Proses kelahiran berjalan lancar. Dengan keahlian dan pengalamannya, Dr. Abdul Khoja berhasil membantu kelahiran bayi perempuan Misdar yang beratnya 3 kg dan memiliki panjang 47 cm ini. Bayi ini kemudian diberi nama Suchi Karmila.
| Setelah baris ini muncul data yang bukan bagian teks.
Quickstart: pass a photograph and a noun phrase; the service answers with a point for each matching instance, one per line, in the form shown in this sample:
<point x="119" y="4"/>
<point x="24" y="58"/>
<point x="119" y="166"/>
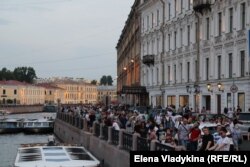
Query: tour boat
<point x="10" y="125"/>
<point x="38" y="125"/>
<point x="55" y="156"/>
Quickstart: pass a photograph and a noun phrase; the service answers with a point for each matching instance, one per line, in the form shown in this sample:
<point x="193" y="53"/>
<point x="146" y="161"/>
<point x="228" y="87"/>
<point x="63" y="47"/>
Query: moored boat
<point x="55" y="156"/>
<point x="11" y="125"/>
<point x="38" y="125"/>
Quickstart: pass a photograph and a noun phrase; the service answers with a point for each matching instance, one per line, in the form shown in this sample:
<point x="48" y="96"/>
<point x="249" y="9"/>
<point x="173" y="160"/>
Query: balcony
<point x="201" y="5"/>
<point x="229" y="36"/>
<point x="241" y="34"/>
<point x="218" y="40"/>
<point x="148" y="60"/>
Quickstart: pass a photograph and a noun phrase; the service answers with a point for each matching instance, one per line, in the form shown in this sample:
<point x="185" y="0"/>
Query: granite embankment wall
<point x="110" y="154"/>
<point x="22" y="109"/>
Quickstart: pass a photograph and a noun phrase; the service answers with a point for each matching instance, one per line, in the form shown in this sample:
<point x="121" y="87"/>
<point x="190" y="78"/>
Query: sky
<point x="62" y="38"/>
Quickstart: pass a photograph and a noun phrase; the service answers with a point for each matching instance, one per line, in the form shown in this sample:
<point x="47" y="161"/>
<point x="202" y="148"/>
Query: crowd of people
<point x="180" y="129"/>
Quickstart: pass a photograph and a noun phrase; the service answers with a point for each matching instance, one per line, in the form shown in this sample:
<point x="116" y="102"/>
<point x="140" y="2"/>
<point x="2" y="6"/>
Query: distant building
<point x="52" y="93"/>
<point x="15" y="92"/>
<point x="106" y="94"/>
<point x="194" y="51"/>
<point x="77" y="92"/>
<point x="128" y="61"/>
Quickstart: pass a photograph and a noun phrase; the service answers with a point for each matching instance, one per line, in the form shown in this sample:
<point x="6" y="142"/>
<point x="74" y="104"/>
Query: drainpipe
<point x="163" y="50"/>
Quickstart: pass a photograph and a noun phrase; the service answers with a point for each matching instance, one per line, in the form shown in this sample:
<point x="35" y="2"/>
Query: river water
<point x="9" y="143"/>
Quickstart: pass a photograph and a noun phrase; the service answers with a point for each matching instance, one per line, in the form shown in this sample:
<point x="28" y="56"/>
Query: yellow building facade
<point x="15" y="92"/>
<point x="77" y="92"/>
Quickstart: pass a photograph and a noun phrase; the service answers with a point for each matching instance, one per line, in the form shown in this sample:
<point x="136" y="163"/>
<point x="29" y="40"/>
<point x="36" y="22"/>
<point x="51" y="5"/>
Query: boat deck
<point x="54" y="156"/>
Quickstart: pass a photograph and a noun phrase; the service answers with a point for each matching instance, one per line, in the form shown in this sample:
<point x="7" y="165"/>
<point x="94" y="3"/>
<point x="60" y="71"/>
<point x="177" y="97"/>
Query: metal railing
<point x="143" y="144"/>
<point x="127" y="141"/>
<point x="115" y="137"/>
Malang bagi Suchi, sejak lahir ia sudah menjadi yatim. Ayahnya, suami Misdar yang bernama Muhibudin, meninggal akibat tsunami. Selain kehilangan suami Misdar juga kehilangan anaknya yang pertama dan kedua. Sekarang ia tinggal dengan anak ke-3 yaitu Aderi yang baru berusia 5 tahun. Relawan Tzu Chi merasa bersimpati pada Misdar sehingga memberikan bantuan pakaian dan perlengkapan bayi berupa: baju bayi, kain bedong, selimut, bedak, bantal guling, minyak bayi, dan sebagainya. Sekarang ini, untuk mengasuh bayinya, Misdar dibantu oleh Fatimah, ibu kandungnya yang juga tinggal di kampung tenda Tzu Chi Rundeng.

------o------

Pemindahan ratusan KK pengungsi bukanlah perkara yang sederhana. Pembentukan komunitas baru ini perlu didukung dengan program community development (pengembangan masyarakat). Berbagai sektor seperti ekonomi, mental-psikologi, dan sosial masyarakat Aceh perlahan-lahan coba dibangkitkan kembali. Belum lagi antisipasi untuk menghindarkan kecemburuan sosial dari penduduk setempat yang tinggal di dekat lahan pembangunan kampung tenda yang dapat memancing konflik.
Bermacam-macam masalah menanti di hadapan mata. Latar belakang pengungsi yang berbeda, trauma yang tersisa setelah bencana, dan berbagai penyesuaian memerlukan waktu yang panjang. Menghadapi bermacam hambatan seperti itu, apakah kita lantas mundur dan menyerah? Semoga saja tidak. Masih banyak yang perlu dilakukan untuk memberikan hidup baru yang lebih baik pada para pengungsi.